Science  19 Jul 1996:
Vol. 273, Issue 5273, pp. 287
  1. Planetary potpourri

    Four papers in this issue focus on studies of the outer planets and their satellites. Cho and Polvani (p. 335) describe numerical simulations, using a shallow water model, that capture the enigmatic jets and eddies and strongly zonal atmospheric flow of the giant planets. These results are discussed further in a Perspective by Gierasch (p.320). Kivelson et al. (p.337) describe results from the Galileo probe implying that Jupiter's moon Io has a strong magnetic field, perhaps produced by dynamo action as on Earth and Mercury. These results complement earlier detection, through gravity data, of the presence of a large, presumably iron-rich core in Io (Science, 3 May 1996, p. 709). Finally, Noll et al. (p. 341) report the detection, using the Hubble Space Telescope, of ozone trapped in the surface ice of Jupiter's moon Ganymede.

  2. Superconducting gap

    The mechanism for high-temperature superconductivity in copper oxides is not understood, nor are the properties of the normal states in these materials. Loeser et al. (p.325) present electron photoemission data that indicate the presence of an energy gap in the normal state of the bismuth-strontium-calcium cuprate compound. As Ong describes in an accompanying Perspective (p. 321), these results may be consistent with a picture in which the singlet spins form pairs prior to the onset of superconductivity.

  3. Feeling stressed out

    How muscles and various sense organs perceive that they are being stretched or deformed has been poorly understood.

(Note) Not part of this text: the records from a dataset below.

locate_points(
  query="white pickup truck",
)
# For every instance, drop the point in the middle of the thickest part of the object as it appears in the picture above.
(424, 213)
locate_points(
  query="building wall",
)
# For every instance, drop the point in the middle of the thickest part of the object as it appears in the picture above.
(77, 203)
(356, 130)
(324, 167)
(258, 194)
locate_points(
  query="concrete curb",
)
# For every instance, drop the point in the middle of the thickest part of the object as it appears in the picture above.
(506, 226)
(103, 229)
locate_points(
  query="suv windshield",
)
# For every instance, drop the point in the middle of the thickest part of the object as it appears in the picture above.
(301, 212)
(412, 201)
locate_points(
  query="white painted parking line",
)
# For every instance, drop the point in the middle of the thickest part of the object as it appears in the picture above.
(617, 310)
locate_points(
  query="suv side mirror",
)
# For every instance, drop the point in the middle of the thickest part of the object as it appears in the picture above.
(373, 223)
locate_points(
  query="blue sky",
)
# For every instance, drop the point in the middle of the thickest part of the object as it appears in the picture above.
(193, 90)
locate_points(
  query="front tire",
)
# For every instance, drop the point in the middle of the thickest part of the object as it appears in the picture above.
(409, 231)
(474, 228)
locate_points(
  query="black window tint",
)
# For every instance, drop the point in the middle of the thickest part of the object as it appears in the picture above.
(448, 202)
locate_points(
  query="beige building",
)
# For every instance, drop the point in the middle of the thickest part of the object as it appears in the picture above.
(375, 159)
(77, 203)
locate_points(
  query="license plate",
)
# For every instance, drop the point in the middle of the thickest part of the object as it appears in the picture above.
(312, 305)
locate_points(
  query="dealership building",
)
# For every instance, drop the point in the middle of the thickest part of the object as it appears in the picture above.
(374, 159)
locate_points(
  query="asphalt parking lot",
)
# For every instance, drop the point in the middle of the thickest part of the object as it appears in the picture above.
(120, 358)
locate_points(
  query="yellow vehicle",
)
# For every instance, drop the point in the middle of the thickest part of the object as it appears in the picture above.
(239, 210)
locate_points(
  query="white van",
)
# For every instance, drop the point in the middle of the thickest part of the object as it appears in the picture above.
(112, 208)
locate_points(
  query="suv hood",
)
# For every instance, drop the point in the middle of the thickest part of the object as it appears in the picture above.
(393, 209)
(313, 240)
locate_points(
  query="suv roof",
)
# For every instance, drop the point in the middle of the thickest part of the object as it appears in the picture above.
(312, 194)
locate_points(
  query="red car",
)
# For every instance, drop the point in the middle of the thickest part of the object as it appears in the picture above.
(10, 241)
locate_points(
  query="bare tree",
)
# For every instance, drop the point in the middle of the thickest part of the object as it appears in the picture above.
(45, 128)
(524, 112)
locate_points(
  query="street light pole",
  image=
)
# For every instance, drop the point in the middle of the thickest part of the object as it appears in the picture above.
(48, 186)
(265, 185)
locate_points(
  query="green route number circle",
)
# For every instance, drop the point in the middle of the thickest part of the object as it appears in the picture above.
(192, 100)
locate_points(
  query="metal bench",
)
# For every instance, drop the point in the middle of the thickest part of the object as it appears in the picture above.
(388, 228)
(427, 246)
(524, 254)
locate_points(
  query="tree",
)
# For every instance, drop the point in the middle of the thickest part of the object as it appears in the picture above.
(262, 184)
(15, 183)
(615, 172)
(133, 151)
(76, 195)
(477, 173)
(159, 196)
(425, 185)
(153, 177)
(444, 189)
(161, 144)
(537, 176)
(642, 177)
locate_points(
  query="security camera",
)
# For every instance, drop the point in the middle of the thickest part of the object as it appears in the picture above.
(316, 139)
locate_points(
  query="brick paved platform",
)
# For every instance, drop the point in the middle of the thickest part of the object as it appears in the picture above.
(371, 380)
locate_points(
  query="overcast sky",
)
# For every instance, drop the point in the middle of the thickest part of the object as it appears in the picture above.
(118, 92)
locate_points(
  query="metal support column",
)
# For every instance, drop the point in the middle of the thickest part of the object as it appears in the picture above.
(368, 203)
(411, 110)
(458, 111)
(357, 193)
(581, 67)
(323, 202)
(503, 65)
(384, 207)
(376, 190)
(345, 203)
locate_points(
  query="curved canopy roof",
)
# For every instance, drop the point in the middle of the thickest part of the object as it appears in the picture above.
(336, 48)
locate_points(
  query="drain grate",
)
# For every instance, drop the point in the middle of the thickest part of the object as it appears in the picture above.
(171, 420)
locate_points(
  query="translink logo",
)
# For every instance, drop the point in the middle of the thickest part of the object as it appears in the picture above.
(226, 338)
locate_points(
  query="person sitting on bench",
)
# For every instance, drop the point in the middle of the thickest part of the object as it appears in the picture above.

Liu et al. (p. 361) have now shown that a putative sodium channel found in the worm Caenorhabditis elegans may provide the key to mechanosensitivity through an interaction with the extracellular matrix. Anchoring of channels to the extracellular matrix could provide the physical basis by which ions flow, for example, into a stretched muscle and thus stimulate contraction.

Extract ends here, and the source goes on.